I've trained a word2vec model like so
from gensim.models import Word2Vec
# create model without initializing
model = Word2Vec(min_count=20,
window=5,
sample=6e-5,
negative=20,
workers=cores-1,
vector_size=300)
# build vocabulary
w2v_model.build_vocab(sentences, progress_per=10000)
# train model
model.train(sentences, total_examples=w2v_model.corpus_count, epochs=30, report_delay=1)

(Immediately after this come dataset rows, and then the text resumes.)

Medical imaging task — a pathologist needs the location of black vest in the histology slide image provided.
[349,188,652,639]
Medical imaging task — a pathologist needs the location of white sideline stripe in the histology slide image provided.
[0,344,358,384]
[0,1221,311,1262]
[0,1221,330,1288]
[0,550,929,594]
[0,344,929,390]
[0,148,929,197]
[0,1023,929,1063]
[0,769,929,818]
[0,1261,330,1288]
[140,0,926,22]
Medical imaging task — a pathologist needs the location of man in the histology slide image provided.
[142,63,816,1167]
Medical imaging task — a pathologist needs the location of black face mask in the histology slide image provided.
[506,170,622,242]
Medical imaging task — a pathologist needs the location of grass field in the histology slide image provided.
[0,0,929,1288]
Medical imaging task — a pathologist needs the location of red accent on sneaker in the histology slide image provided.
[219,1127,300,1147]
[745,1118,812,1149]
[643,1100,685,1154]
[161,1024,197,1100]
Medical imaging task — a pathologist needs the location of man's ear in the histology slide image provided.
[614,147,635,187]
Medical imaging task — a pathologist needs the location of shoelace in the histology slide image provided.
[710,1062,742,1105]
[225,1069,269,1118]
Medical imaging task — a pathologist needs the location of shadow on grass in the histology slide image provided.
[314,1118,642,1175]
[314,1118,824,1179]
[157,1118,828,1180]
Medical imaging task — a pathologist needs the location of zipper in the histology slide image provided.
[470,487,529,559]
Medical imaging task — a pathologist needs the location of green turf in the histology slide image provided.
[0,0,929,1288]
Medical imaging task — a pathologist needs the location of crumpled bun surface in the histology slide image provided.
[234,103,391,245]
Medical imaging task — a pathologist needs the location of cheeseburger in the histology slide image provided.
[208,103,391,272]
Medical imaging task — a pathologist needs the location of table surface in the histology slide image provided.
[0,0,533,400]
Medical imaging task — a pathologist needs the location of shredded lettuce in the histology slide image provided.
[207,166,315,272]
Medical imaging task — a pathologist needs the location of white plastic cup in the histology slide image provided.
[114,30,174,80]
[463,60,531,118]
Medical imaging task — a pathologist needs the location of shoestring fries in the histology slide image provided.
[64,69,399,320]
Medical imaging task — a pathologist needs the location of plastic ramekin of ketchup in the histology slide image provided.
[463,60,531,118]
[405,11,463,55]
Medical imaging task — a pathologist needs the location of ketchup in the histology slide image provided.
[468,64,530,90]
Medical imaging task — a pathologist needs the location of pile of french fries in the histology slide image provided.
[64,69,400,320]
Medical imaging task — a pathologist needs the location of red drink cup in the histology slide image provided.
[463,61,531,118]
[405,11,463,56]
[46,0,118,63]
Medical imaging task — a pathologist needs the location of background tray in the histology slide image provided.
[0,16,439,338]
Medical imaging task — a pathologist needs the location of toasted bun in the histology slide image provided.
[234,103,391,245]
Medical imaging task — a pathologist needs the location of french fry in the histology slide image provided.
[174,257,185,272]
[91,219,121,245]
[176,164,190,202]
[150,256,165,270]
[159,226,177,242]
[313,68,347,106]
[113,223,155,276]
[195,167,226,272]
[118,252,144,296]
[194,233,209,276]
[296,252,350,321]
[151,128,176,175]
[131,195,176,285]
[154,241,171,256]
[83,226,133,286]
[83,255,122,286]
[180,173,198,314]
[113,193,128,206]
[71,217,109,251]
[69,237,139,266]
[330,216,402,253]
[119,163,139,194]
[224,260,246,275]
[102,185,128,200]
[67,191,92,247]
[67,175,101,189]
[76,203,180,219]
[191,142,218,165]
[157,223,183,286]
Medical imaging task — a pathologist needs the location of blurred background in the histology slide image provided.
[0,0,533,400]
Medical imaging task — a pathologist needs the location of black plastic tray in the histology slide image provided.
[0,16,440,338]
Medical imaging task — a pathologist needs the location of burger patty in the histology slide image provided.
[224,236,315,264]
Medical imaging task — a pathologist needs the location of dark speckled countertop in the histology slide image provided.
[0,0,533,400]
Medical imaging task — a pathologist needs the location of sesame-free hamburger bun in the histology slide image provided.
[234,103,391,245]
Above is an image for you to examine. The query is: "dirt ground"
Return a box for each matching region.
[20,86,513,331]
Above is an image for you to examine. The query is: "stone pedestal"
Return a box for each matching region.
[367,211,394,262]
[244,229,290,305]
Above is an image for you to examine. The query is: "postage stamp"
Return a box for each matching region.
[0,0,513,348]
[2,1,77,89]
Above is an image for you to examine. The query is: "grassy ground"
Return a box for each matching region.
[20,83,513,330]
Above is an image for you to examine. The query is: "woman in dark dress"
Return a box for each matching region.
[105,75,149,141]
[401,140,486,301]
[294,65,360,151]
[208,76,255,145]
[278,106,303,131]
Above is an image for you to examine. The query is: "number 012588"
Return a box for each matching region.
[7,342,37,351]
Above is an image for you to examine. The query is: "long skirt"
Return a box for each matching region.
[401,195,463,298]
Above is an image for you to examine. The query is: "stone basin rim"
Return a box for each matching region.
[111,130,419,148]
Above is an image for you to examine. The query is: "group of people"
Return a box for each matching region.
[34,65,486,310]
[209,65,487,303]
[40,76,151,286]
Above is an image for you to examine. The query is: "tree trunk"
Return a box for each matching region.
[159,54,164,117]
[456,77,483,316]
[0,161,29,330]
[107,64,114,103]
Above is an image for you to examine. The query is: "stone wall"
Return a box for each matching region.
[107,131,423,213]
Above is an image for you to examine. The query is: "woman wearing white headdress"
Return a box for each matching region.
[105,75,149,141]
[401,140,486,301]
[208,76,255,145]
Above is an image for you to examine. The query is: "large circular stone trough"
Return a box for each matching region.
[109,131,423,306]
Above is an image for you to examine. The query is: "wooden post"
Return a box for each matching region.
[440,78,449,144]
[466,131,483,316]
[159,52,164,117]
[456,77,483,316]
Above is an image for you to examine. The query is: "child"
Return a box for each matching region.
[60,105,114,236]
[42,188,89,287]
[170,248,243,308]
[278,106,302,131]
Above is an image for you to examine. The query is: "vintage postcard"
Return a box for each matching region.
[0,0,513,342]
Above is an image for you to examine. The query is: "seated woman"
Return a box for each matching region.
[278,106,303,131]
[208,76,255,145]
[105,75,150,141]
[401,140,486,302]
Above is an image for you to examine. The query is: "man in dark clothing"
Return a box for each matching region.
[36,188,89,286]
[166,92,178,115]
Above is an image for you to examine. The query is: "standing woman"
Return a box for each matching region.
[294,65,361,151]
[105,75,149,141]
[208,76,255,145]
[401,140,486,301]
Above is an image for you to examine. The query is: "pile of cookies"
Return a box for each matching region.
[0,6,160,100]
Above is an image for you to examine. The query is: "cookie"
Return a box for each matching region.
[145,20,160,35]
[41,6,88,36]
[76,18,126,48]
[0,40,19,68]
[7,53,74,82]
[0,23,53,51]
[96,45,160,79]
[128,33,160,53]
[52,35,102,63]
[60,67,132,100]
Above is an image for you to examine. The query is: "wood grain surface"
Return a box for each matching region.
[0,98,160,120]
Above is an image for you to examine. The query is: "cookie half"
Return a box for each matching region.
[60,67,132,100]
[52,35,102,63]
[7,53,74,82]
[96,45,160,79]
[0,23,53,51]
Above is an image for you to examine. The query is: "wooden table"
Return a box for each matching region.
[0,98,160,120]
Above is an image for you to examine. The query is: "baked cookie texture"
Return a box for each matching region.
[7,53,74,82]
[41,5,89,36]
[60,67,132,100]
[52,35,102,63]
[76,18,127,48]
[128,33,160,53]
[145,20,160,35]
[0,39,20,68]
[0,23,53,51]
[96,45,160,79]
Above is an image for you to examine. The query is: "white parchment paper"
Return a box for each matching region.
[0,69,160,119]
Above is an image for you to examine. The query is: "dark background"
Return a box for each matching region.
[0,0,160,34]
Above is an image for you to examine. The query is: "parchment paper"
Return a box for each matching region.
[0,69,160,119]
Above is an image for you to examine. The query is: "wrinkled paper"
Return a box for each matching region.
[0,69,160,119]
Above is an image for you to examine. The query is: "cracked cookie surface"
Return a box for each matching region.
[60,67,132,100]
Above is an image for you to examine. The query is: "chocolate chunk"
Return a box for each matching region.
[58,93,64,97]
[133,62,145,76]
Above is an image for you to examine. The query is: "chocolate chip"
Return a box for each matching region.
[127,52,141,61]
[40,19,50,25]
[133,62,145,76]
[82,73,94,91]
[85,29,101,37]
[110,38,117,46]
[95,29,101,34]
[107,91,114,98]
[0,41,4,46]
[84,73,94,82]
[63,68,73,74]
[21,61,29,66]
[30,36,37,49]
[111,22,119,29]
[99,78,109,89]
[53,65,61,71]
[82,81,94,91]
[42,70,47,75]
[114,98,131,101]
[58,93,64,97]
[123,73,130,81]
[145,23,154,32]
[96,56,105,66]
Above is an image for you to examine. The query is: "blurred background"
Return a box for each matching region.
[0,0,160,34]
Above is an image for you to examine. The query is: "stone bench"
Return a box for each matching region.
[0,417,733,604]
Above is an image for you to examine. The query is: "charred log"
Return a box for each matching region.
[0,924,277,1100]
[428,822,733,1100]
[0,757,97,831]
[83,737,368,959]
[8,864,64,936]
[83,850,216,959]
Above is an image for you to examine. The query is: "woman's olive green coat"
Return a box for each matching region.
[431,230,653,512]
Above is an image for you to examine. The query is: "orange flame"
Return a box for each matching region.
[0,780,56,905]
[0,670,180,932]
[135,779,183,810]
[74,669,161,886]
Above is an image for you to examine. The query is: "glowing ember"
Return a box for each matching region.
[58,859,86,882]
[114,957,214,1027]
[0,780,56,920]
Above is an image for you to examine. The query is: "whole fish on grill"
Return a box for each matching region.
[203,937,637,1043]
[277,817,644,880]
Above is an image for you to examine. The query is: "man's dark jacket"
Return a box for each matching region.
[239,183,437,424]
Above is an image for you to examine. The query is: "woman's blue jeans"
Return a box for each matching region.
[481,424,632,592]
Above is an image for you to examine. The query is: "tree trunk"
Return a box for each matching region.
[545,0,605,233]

I'd like to export the model as a dataframe, but not sure how to extract the matrix and vocab together correctly, with the right index positions.
Something like this:
label | V1 | V2 | V... |
---|---|---|---|
government | 0.560774564 | -0.0464625023 | ... |
state | 0.0106112240 | 0.0464625023 | ... |
.... | ... | .. | . |
I've tried this:
tmp = pd.DataFrame(model.syn1neg)
tmp.insert(0, 'label', model.wv.index_to_key)
which does not square up when comparing
>>> model.wv.get_index('government')
10
>>> tmp.loc[[0]]
0 government 0.329972 0.160003 -0.516633 ... 0.460873 -0.170273 -1.621128 1.255289
For anyone else looking for a solution to this with gensim 4.x.x here's what I wound up doing:
vocab, vectors = model.wv.key_to_index, model.wv.vectors
# get label and vector index.
label_index = np.array([(voc[0], voc[1]) for voc in vocab.items()])
# init dataframe using embedding vectors and set index as node name
tmp = pd.DataFrame(vectors[label_index[:,1].astype(int)])
tmp.index = label_index[:, 0]
tmp.to_csv("matrix_with_labels.csv")
Not sure this is the best or proper way but it works.